Le président du centre régional interprofessionnel de l'économie laitière, Gérard Bazin, dresse un état des lieux de la collecte de lait en zone de montagne, entre difficultés et espoirs.
Quel est le contexte actuel de la production et de la collecte de lait en zones de montagne ?
« La production de lait en zone de montagne représente 20 % de la production laitière à l’échelle nationale. Environ le tiers est transformé en AOC, restent les deux tiers à valoriser sur un marché concurrentiel.
Les acteurs de la filière doivent trouver des solutions afin que celle-ci reste productive sachant que la densité de collecte n’est pas la même pour le lait issu des zones de montagne. On estime à 12 euros pour 1 000 litres le surcoût de collecte, comparé aux zones dites performantes (Ouest de la France).

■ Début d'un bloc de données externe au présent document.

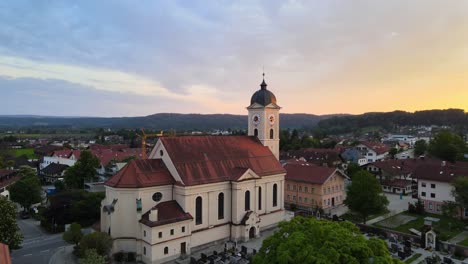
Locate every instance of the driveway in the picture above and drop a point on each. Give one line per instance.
(38, 246)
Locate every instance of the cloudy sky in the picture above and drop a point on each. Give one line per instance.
(130, 58)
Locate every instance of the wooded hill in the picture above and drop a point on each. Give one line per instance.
(455, 118)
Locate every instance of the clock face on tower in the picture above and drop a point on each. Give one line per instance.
(271, 119)
(256, 119)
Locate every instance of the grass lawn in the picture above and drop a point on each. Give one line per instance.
(446, 228)
(464, 242)
(413, 258)
(28, 152)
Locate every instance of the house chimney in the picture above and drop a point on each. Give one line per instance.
(153, 215)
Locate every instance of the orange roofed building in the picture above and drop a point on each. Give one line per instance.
(309, 186)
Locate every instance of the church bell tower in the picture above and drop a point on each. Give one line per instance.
(264, 118)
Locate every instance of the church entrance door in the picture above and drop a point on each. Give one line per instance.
(183, 247)
(252, 232)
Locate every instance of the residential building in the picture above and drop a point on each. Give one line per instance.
(309, 186)
(7, 177)
(317, 156)
(435, 184)
(194, 191)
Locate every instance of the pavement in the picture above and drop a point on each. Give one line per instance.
(395, 206)
(38, 246)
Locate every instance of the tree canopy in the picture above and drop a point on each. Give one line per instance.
(308, 240)
(73, 234)
(84, 169)
(447, 146)
(460, 192)
(9, 230)
(27, 190)
(364, 196)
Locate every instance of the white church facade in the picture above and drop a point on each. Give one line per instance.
(196, 190)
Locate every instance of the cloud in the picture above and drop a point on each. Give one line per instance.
(209, 54)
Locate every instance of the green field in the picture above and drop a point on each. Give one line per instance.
(464, 243)
(28, 152)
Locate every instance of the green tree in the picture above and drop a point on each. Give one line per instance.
(99, 241)
(9, 231)
(73, 234)
(92, 257)
(447, 146)
(26, 191)
(393, 152)
(364, 196)
(460, 192)
(352, 169)
(308, 240)
(84, 169)
(420, 147)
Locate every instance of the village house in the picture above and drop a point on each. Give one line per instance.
(309, 186)
(435, 184)
(194, 191)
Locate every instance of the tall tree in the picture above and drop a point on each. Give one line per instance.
(9, 231)
(84, 169)
(460, 192)
(73, 234)
(447, 146)
(308, 240)
(364, 196)
(27, 190)
(420, 147)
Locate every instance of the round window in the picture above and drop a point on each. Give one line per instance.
(157, 197)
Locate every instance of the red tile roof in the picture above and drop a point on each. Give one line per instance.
(404, 166)
(441, 172)
(378, 147)
(209, 159)
(399, 183)
(4, 254)
(140, 174)
(307, 172)
(168, 212)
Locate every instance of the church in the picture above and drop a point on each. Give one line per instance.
(194, 191)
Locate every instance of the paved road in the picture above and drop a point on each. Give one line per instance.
(38, 247)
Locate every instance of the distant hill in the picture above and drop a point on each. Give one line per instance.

Pour les entreprises privées, ce surcoût pèse largement dans les choix de restructuration ou d’optimisation. Pour la coopération, ce n’est pas la préoccupation principale. En Rhône-Alpes, on sait que ces outils sont peu nombreux ; ce qui implique de trouver des solutions, et vite.»
Les annonces faites dans le cadre du bilan de santé de la Pac ont-elles apporté quelques espoirs ?

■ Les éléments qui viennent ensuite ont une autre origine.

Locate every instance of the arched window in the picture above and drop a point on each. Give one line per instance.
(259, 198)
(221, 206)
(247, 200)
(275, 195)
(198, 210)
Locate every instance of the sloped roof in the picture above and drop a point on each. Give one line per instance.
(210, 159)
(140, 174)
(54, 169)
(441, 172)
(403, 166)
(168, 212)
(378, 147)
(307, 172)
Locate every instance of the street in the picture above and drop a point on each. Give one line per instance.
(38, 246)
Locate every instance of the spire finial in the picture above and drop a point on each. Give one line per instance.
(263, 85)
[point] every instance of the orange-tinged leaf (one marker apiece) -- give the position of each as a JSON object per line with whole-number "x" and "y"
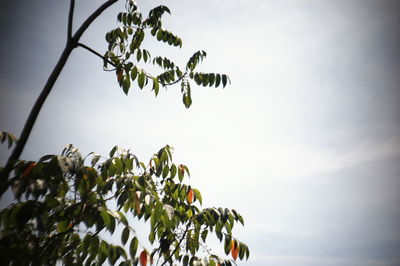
{"x": 190, "y": 196}
{"x": 181, "y": 169}
{"x": 137, "y": 203}
{"x": 119, "y": 75}
{"x": 29, "y": 169}
{"x": 234, "y": 249}
{"x": 143, "y": 258}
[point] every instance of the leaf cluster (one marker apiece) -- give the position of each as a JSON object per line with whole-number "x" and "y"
{"x": 63, "y": 204}
{"x": 127, "y": 57}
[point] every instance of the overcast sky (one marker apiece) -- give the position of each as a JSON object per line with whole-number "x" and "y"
{"x": 305, "y": 143}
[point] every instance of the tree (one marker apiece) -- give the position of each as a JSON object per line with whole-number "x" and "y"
{"x": 64, "y": 203}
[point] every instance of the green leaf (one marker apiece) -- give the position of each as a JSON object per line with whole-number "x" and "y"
{"x": 156, "y": 86}
{"x": 224, "y": 80}
{"x": 106, "y": 217}
{"x": 134, "y": 73}
{"x": 141, "y": 79}
{"x": 133, "y": 247}
{"x": 227, "y": 245}
{"x": 63, "y": 226}
{"x": 204, "y": 235}
{"x": 126, "y": 83}
{"x": 217, "y": 80}
{"x": 125, "y": 235}
{"x": 187, "y": 100}
{"x": 197, "y": 195}
{"x": 173, "y": 170}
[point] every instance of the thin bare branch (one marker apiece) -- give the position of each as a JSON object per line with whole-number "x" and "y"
{"x": 70, "y": 19}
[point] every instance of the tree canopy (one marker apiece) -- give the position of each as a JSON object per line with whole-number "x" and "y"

« Nous avons en effet fondé beaucoup d’espoir dans la Pac. Depuis longtemps, nous nous efforçons de convaincre la Commission européenne afin qu’elle prenne en charge le surcoût de la collecte auprès des entreprises ou qu’elle accepte que ces entreprises soient aidées par les collectivités. Nous avons toujours échoué, hélas, sous prétexte que cela nuirait à la concurrence.
Ces derniers mois, avec le bilan de santé et les réformes qu’il induisait, nous espérions à nouveau et avons remis le dossier à l’ordre du jour. Michel Barnier nous a laissé penser qu’une telle mesure pourrait être concevable dans le cadre du rééquilibrage des aides du deuxième pilier. Aujourd’hui, nous avons réussi à obtenir une prise en compte des coûts liés à la production, même si ce n’est pas chiffré définitivement.
En revanche, pour ce qui concerne la collecte en zone de montagne, ce n’est pas aussi clair. Il semblerait que cette voie-là ait été abandonnée. »
Quels sont les arguments à faire valoir ?
« Ceci renforce notre volonté d’argumenter en faveur du maintien de la production sur tout le territoire. Nous avons des cartes à mettre sur la table et nous disposons encore de quelques semaines pour faire valoir ces arguments.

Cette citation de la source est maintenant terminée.